Nowadays, every company has data needs. The way that data is treated and governed has a lot of processes that can be overwhelming at some point. Sometimes, when working with company data, your employees, especially developers, can see themselves developing the same processes or data pipelines for different projects. This is why an organised structure like a framework is so important.
With it, you can standardise your processes in order to better control and monitor your data pipelines.
This approach will help with establishing best practices and avoiding turning your data lake into a data swamp while at the same time keeping the specific business logic for each data pipeline independent – meaning that you will still be able to handle each data set uniquely and get the most information out of it. There are some steps to getting a framework to work properly, so let’s see them.

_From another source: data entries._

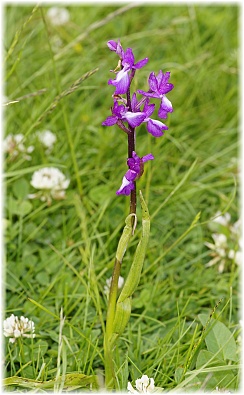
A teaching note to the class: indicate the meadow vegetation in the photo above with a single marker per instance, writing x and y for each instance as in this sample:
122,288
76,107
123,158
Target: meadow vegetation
184,330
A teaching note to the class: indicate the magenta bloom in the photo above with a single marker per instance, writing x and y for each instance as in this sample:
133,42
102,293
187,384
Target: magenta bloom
154,126
136,168
122,80
116,47
158,87
134,119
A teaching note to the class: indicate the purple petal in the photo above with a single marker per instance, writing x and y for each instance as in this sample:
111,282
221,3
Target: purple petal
133,102
165,107
112,45
148,108
110,121
163,85
118,110
152,81
128,59
155,127
126,187
134,119
141,63
122,82
130,175
147,157
149,94
116,47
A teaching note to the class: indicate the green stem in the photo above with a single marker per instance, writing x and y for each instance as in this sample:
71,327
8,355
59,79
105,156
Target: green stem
110,379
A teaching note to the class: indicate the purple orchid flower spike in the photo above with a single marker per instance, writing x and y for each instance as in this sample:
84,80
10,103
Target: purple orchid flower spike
136,168
120,112
158,87
116,47
122,80
154,126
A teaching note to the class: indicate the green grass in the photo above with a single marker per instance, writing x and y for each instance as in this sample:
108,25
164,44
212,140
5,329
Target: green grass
60,256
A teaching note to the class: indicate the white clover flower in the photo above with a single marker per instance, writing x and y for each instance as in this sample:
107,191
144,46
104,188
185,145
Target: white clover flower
52,183
15,327
47,138
143,385
58,16
108,284
14,146
226,247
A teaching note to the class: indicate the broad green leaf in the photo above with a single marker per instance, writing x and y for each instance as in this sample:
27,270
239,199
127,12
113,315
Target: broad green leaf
72,380
217,377
219,339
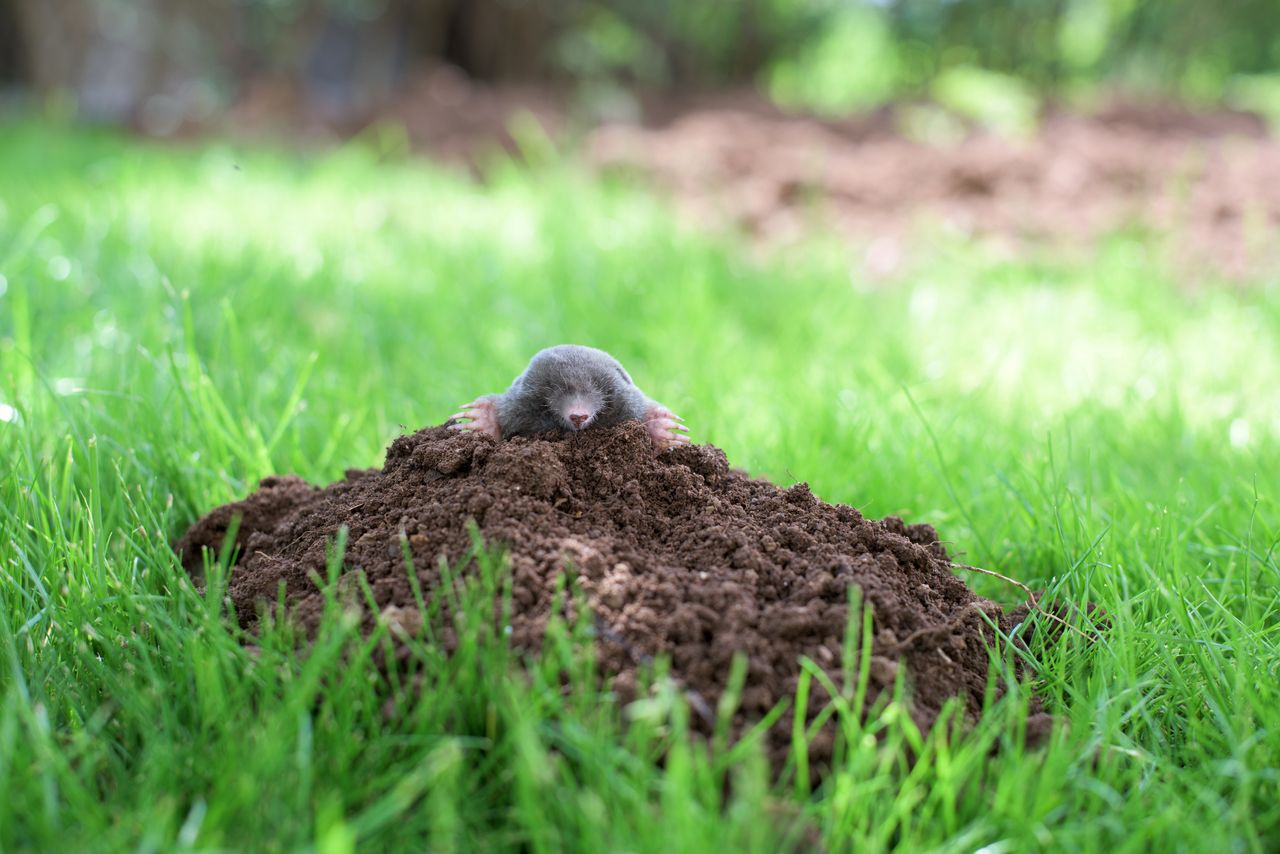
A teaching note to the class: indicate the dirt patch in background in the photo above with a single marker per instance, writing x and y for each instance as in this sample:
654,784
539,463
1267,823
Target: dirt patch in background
677,555
732,159
1210,181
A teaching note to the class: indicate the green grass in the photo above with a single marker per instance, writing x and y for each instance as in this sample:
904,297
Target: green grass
176,324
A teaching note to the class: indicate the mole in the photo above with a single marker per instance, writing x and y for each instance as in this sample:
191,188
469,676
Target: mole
567,389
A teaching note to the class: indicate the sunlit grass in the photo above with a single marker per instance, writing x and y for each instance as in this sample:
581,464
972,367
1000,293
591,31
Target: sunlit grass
177,324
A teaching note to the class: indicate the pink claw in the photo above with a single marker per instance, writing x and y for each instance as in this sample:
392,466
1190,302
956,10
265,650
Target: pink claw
663,425
479,415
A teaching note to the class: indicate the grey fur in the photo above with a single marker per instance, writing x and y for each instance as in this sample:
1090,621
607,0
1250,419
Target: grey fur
535,401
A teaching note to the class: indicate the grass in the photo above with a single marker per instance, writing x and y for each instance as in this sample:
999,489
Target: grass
176,324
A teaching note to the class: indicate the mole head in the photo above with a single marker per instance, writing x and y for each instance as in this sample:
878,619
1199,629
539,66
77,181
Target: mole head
577,386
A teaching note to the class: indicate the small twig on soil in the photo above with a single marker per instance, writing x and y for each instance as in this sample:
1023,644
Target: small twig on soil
1031,597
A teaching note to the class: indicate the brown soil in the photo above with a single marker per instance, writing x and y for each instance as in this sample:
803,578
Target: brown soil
1210,181
677,555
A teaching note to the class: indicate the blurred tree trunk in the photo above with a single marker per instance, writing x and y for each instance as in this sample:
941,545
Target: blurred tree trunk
114,55
160,60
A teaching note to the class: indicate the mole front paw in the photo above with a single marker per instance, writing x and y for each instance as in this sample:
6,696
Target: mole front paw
479,415
662,425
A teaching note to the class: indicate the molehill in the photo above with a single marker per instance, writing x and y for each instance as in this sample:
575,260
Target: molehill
676,553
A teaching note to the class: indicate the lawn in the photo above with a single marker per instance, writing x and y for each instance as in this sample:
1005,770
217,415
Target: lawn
178,323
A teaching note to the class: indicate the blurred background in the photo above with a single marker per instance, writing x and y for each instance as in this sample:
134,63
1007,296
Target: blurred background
168,65
1018,119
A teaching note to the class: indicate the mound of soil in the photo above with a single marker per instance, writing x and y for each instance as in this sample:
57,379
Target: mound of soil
677,555
1210,181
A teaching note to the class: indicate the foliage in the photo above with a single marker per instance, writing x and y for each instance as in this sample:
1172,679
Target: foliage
176,324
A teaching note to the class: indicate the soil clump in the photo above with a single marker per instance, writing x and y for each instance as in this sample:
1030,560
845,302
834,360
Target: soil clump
676,553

Data ingestion is a crucial step in any data processing pipeline and one that must be replicated many times to gather all the necessary data. Using a well-designed framework to ensure that the data is efficiently extracted from various sources and loaded into the target data storage, you can ensure that you always know how many rows have been imported and where the data landed – and have a concise, robust process with a single point of change to cope with future changes.
Normally, the data ingestion framework extracts data from different sources, like SQL Server databases, .csv files, etc., that can be loaded into cloud storage, such as Azure Data Lake Storage (ADLS) Gen 2. This step is where the connections of data sources are made and where the data is prepared to be ingested into storage. In addition, it’s during this step that the load logic is configured, whether it’s a full or incremental load. Basically, it means that you can retrieve all the data every time your process runs or retrieve only new data.

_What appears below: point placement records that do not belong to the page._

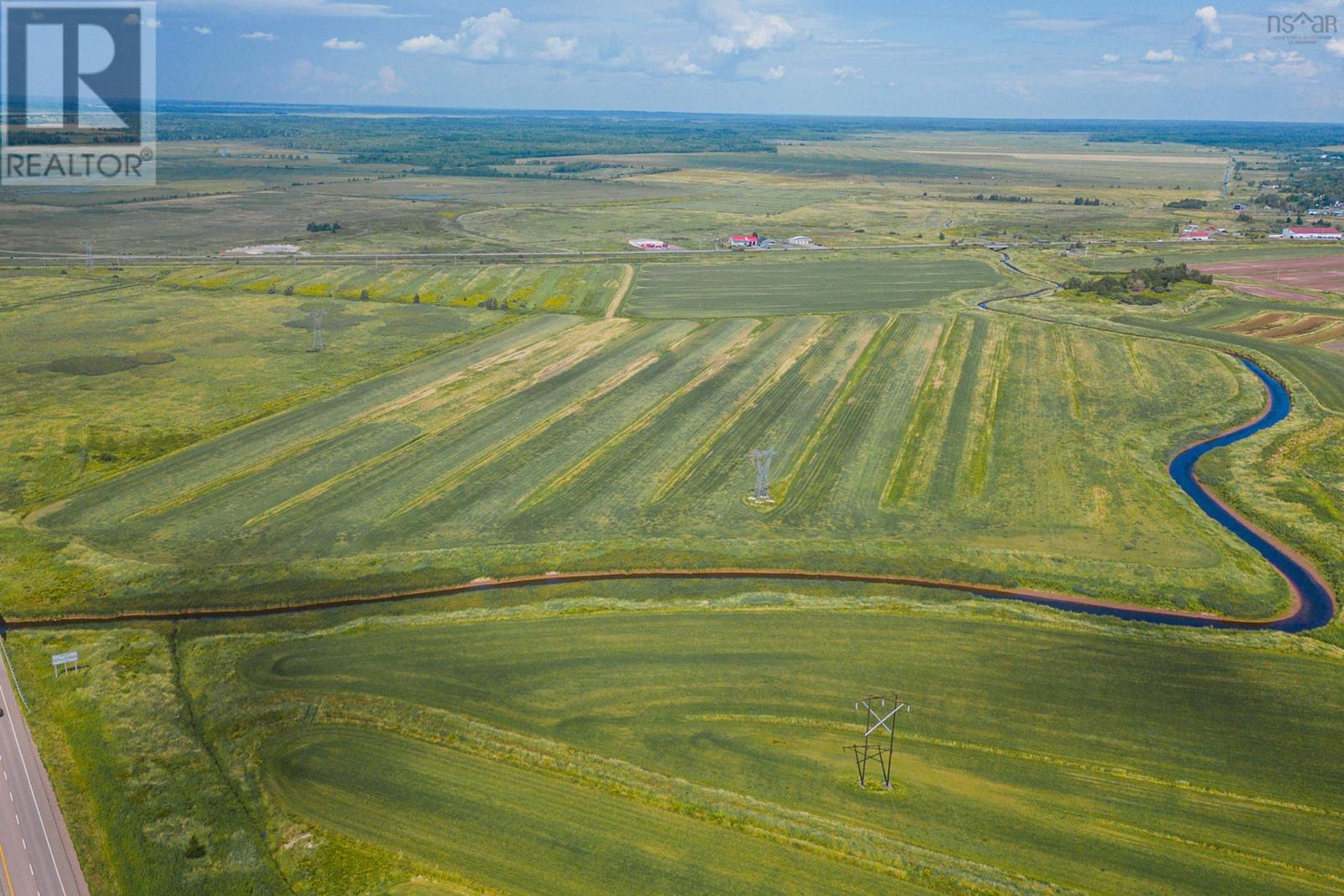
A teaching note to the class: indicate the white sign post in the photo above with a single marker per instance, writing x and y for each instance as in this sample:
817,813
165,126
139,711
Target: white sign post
65,661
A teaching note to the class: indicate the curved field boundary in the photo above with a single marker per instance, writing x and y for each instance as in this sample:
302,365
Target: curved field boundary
622,289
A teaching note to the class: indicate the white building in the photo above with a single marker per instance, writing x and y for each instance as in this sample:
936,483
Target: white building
1312,233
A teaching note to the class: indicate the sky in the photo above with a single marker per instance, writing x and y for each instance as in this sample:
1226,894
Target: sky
1082,60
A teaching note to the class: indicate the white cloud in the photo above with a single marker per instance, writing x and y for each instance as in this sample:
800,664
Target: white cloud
558,49
1287,63
1281,56
736,27
1032,20
311,78
685,66
1209,29
1304,69
1163,55
386,82
479,38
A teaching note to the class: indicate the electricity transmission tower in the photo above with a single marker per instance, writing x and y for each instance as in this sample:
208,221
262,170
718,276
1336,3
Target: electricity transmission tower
763,464
879,716
316,316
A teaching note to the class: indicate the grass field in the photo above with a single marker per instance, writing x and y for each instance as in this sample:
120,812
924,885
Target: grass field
949,443
690,738
171,443
234,356
746,288
550,288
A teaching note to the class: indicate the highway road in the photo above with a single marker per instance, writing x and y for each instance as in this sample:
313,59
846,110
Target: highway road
37,857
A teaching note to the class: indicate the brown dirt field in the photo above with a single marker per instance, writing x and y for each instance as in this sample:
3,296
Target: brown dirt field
1267,291
1327,333
1263,322
1321,271
1299,327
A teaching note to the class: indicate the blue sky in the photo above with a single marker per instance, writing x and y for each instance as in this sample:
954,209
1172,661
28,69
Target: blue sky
1142,60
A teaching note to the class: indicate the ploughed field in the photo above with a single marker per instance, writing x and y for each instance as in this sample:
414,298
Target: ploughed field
963,445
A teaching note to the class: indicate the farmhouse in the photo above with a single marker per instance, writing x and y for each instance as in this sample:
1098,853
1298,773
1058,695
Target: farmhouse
1312,233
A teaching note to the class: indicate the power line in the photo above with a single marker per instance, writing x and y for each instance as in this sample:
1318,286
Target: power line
879,716
316,317
763,459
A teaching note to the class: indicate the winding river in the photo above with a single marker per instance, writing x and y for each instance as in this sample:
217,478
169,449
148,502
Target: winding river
1314,604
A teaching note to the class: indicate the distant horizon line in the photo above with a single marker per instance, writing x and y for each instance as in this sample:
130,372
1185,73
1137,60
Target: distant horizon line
727,114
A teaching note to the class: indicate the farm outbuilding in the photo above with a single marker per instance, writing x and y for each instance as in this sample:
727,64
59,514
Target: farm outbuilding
1312,233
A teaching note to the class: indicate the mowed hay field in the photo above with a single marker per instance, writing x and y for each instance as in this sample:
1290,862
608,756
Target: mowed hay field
549,288
795,286
100,374
949,445
690,739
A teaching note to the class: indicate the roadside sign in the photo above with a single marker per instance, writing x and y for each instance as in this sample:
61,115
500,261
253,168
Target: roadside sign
65,661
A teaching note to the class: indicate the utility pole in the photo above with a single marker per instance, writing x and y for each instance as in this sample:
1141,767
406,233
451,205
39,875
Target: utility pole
879,716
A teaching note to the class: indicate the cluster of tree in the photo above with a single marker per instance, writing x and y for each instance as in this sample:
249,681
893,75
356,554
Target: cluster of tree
1137,286
1187,203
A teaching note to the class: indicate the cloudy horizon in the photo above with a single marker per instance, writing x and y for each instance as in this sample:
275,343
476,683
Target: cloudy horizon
1050,60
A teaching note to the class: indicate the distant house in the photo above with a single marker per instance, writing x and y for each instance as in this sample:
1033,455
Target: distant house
1312,233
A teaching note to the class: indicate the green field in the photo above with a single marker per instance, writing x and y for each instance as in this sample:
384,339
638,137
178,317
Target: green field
951,443
171,443
550,288
690,739
749,288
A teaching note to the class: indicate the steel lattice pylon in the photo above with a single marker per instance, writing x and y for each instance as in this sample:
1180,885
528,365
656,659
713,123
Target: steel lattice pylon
763,465
319,338
879,715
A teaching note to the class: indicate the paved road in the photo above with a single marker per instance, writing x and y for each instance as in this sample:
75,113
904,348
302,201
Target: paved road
37,857
620,254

Keeping raw data in the storage means that for the next step, which is processing, all data is available even if not immediately used, meaning later, you can take advantage of unused fields and achieve comprehensive data tracking.
Transforming data into structured tables is a critical step in the analytical process. Once the data ingestion process is complete, the next step is to process and transform the data into a structure that can be used for analytical purposes to achieve effective data analysis.
These data pipelines work to clean and maintain data quality and perform calculations, especially the ones you need, which normally are KPIs – and while doing this, provide alerts if something goes wrong when the process runs. While most of the transformations will be specific to the business model being processed, there are logical recurrent tasks, such as monitoring data quality and execution or even deleting data for reprocessing. These recurrent tasks can be standardised, allowing data engineers to easily fit any specific business logic into the process.
Let’s use the Azure Synapse example. After data ingestion, this data is accessed using external tables that read the ADLS Gen 2 directory, where the files for a specific table are stored. To process and transform data, two types of processing pipelines can be developed, one to create dimensions and the other to create fact tables. Both processes make use of Synapse’s Data Flow tool, which is a cloud-based data transformation tool that allows users to create and manage large-scale data transformation operations.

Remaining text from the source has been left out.